Embora essa técnica explore o efeito terapêutico do calor, quanto ao mecanismo de ação vai além do que é o conceito tradicional de hipertermia.
NOVOS DESENVOLVIMENTOS NO "CAMPO DA HIPERTERMIA"
A ciência da hipertermia está em constante evolução para desenvolver tratamentos cada vez mais seletivos, a fim de destruir as células cancerosas sem danificar as saudáveis.
Os desenvolvimentos mais recentes dizem respeito à termometria não invasiva com a utilização de leitores de ressonância magnética (para avaliar a temperatura nas diferentes zonas tumorais), ao fluido magnético de hipertermia e à utilização de lipossomas termossensíveis. Os últimos são drogas encerradas em vesículas lipídicas, estáveis em temperaturas corporais normais, mas capazes de liberar seu conteúdo em temperaturas de cerca de 40-43 ° C; esses medicamentos, portanto, representam a combinação ideal com tratamentos regionais de hipertermia.
Limites
Entender os mecanismos de ação da hipertermia e os conseqüentes benefícios potenciais no tratamento dos tumores pode levar a um entusiasmo excessivo do leitor por esse tipo de tratamento.
Embora seja apoiada por evidências justas de eficácia, a aplicação da hipertermia em oncologia retém algumas questões críticas.
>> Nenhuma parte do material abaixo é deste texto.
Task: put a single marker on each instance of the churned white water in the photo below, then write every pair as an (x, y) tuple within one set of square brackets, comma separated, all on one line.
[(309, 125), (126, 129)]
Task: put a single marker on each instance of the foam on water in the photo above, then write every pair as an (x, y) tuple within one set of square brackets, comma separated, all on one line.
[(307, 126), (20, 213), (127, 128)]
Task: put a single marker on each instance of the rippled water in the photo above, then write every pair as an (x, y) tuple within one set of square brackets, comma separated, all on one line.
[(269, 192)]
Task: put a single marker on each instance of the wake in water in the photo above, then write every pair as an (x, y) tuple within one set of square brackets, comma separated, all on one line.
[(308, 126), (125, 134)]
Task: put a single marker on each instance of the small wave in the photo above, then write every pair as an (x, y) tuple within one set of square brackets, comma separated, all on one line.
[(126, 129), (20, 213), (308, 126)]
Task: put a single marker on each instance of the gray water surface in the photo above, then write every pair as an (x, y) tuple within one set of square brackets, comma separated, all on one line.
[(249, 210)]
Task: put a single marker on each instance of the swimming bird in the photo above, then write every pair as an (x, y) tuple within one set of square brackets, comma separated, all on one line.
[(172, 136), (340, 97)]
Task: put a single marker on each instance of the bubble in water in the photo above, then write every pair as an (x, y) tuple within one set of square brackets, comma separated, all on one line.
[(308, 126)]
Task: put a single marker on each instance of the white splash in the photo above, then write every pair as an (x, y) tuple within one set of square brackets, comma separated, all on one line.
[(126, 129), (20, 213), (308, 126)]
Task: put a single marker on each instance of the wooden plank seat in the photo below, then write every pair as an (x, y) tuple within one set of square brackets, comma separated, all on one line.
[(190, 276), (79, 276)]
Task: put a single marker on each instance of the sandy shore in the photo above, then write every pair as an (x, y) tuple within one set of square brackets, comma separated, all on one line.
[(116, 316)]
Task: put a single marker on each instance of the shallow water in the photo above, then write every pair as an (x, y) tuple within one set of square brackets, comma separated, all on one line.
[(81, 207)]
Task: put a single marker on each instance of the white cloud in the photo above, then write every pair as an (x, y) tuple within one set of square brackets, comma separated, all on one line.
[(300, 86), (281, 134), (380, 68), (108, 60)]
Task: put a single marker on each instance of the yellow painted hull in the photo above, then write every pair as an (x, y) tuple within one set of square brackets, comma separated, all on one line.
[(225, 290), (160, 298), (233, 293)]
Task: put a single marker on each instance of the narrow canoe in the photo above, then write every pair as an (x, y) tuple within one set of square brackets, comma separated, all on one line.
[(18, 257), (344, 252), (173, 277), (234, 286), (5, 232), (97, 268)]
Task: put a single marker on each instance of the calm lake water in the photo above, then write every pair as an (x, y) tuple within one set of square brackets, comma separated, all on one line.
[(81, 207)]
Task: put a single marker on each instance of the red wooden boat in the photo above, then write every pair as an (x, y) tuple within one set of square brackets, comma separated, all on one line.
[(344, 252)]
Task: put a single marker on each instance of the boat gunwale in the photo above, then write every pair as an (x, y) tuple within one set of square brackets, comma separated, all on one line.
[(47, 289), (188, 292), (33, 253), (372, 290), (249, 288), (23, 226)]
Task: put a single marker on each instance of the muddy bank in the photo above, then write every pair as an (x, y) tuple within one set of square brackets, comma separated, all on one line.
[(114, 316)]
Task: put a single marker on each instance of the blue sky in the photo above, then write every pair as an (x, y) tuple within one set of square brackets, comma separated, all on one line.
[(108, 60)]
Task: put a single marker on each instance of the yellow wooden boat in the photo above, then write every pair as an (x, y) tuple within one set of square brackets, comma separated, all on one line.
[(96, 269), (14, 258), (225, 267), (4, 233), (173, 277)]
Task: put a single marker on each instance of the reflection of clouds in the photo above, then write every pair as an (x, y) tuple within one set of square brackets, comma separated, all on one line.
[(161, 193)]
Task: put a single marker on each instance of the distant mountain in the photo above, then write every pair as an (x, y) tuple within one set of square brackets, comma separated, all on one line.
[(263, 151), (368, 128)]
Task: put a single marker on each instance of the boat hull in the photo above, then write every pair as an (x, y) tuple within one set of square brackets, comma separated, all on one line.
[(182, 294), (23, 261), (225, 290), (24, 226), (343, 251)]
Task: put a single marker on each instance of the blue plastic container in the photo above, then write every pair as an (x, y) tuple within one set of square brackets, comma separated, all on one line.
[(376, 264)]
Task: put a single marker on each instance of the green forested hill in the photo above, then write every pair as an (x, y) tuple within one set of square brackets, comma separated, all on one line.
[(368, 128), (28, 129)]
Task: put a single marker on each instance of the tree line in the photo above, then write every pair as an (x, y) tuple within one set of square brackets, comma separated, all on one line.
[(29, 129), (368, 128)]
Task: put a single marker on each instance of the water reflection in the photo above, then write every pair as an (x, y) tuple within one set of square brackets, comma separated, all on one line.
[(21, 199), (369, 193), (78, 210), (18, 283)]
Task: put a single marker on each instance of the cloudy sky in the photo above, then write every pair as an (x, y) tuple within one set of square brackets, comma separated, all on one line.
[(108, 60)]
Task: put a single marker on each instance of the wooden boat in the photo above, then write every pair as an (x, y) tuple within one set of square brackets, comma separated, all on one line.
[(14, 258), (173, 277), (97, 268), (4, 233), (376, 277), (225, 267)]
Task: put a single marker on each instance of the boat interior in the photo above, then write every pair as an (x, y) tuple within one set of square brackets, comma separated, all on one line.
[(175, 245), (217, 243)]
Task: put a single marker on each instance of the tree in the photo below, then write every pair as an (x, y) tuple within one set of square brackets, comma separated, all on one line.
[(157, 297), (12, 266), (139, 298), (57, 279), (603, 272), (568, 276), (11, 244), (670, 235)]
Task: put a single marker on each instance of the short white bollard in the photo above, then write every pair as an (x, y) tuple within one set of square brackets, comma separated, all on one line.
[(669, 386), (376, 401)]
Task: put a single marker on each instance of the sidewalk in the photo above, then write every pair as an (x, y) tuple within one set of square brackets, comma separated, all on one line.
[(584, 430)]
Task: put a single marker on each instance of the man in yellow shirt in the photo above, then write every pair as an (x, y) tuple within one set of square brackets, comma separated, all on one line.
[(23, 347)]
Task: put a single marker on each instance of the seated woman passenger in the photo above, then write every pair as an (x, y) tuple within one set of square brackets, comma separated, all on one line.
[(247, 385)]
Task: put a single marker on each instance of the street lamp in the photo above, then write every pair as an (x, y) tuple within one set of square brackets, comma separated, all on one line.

Em primeiro lugar, na prática clínica, podem existir contra-indicações ou limites que inviabilizem a intervenção; algumas técnicas, por exemplo, prevêem intervenções cirúrgicas reais mais ou menos invasivas; outras ainda estão confinadas principalmente ao ambiente experimental.Também é necessário ultrapassar limites técnicos relacionados com a emissão de calor, a profundidade de penetração, a homogeneidade dos campos térmicos e a necessidade de uma correta dosagem térmica para evitar danos aos tecidos saudáveis. desenvolver protocolos eficazes e padronizados para serem adotados em diferentes situações clínicas.